Ayam Geprek: Penyelamat Mahasiswa dari Lapar, Bokek, dan Deadline

Murah, pedas, dan selalu ada di dekat kampus. Yuk baca alasan kenapa ayam geprek jadi menu wajib mahasiswa di tengah jadwal padat dan dompet tipis.

Oleh Esterlin Merrinov Putri Dewanti

Dalam keseharian mahasiswa, ayam geprek menempati posisi istimewa yang sulit digeser oleh menu lain. Di tengah jadwal kuliah yang padat, aktivitas organisasi, hingga tugas yang datang silih berganti, mahasiswa membutuhkan makanan yang mudah ditemukan dan tidak menyulitkan dompet. Ayam geprek menjawab kebutuhan itu dengan sangat sederhana. Hampir di setiap kawasan kampus, warung ayam geprek berdiri berdekatan dengan kos-kosan dan tempat nongkrong mahasiswa. Kehadirannya bukan kebetulan, melainkan respons atas pola hidup mahasiswa yang serba cepat dan praktis.

Ayam Geprek

Murah, Kenyang, dan Tidak Banyak Drama

Keunggulan utama ayam geprek terletak pada kesederhanaannya. Dengan harga yang relatif terjangkau, mahasiswa sudah mendapatkan satu paket lengkap: nasi, ayam goreng tepung, dan sambal pedas yang bisa disesuaikan levelnya. Tanpa perlu berpikir panjang atau membandingkan banyak menu, ayam geprek selalu menjadi pilihan aman. Dalam kondisi lapar, lelah, atau terburu-buru mengejar kelas, mahasiswa cenderung memilih makanan yang minim risiko. Ayam geprek memenuhi semua kriteria itu murah, mengenyangkan, dan jarang mengecewakan.

Pedas sebagai Pelampiasan Stres Akademik

Bagi mahasiswa, sambal dalam ayam geprek bukan sekadar pelengkap, melainkan elemen penting. Rasa pedas sering kali dianggap mampu membantu meluapkan emosi dan stres akibat tekanan akademik. Revisi yang tak kunjung selesai, tugas kelompok yang tak seimbang, hingga deadline yang semakin dekat, seolah lebih mudah dihadapi setelah seporsi ayam geprek pedas. Tidak sedikit mahasiswa yang justru menaikkan level sambal saat beban pikiran semakin berat, menjadikan pedas sebagai bentuk terapi sederhana.

Penyelamat di Tanggal Tua

Saat memasuki akhir bulan, banyak mahasiswa harus mulai menghitung ulang pengeluaran. Di fase inilah ayam geprek menunjukkan perannya sebagai penyelamat. Dibandingkan menu lain yang harganya fluktuatif, ayam geprek cenderung konsisten dan tetap ramah di kantong. Dengan uang terbatas, mahasiswa masih bisa makan kenyang tanpa harus mengorbankan kebutuhan lain. Bagi anak kos, ayam geprek sering menjadi menu andalan untuk bertahan hingga kiriman uang atau beasiswa berikutnya cair.

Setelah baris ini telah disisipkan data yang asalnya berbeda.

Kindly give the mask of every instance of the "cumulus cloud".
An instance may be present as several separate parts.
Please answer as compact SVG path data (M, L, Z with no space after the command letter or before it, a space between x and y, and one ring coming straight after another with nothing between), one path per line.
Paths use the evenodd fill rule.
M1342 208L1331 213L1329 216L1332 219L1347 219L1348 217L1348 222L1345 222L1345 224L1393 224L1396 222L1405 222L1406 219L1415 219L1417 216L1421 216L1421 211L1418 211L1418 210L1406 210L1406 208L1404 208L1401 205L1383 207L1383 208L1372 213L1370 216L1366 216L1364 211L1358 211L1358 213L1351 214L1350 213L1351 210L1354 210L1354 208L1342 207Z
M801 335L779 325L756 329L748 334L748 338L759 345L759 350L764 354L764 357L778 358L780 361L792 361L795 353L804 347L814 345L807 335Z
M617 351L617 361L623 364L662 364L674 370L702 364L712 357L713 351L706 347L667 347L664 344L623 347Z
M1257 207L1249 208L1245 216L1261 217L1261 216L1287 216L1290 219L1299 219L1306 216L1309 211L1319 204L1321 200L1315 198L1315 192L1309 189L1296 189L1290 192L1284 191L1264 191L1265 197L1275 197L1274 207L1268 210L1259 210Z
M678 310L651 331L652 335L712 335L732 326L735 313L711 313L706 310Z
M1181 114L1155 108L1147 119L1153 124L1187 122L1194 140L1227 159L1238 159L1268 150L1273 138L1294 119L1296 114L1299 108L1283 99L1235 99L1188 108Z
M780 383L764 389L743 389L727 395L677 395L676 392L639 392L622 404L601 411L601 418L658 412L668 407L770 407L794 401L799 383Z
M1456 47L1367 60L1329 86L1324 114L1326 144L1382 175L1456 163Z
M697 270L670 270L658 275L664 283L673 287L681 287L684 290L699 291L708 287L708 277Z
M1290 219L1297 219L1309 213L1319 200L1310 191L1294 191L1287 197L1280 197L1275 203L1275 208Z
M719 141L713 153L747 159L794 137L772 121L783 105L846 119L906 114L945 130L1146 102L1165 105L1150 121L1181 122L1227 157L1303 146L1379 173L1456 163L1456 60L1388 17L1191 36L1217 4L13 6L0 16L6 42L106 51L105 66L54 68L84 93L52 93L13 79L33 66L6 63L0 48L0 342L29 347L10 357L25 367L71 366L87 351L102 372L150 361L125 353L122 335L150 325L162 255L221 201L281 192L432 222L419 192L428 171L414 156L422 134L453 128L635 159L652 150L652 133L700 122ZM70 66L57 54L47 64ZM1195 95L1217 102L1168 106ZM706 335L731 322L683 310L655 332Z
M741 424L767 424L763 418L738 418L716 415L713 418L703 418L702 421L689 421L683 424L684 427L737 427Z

Teman Setia Begadang dan Deadline

Ayam geprek juga kerap hadir di momen-momen krusial, terutama saat mahasiswa harus begadang menyelesaikan tugas. Proses pemesanannya yang cepat dan mudah membuat menu ini menjadi pilihan utama saat waktu sudah mepet. Rasa pedas membantu menjaga mata tetap terbuka, sementara porsinya cukup untuk mengganjal perut hingga larut malam. Dalam banyak cerita perjuangan mahasiswa, ayam geprek hampir selalu muncul sebagai “teman setia” di balik layar penyelesaian tugas.

Lebih dari Sekadar Makanan

Popularitas ayam geprek di kalangan mahasiswa menunjukkan bahwa makanan memiliki fungsi yang lebih luas dari sekadar pemenuhan rasa lapar. Ayam geprek menjadi bagian dari rutinitas, kebiasaan, bahkan budaya mahasiswa. Makan bersama di warung geprek sering kali menjadi momen berbagi cerita, keluh kesah, hingga diskusi ringan soal kuliah. Dari situlah ayam geprek berperan sebagai penghubung sosial yang sederhana namun bermakna.

Ayam Geprek dan Identitas Mahasiswa

Ayam geprek tidak hanya dipahami sebagai menu makanan, tetapi juga simbol gaya hidup mahasiswa. Sederhana, praktis, dan selalu bisa diandalkan dalam kondisi apa pun lapar, bokek, atau dikejar deadline. Di balik sambal pedas dan ayam tepungnya, ayam geprek menyimpan cerita tentang perjuangan mahasiswa menjalani kehidupan kampus dengan segala keterbatasan dan kreativitasnya.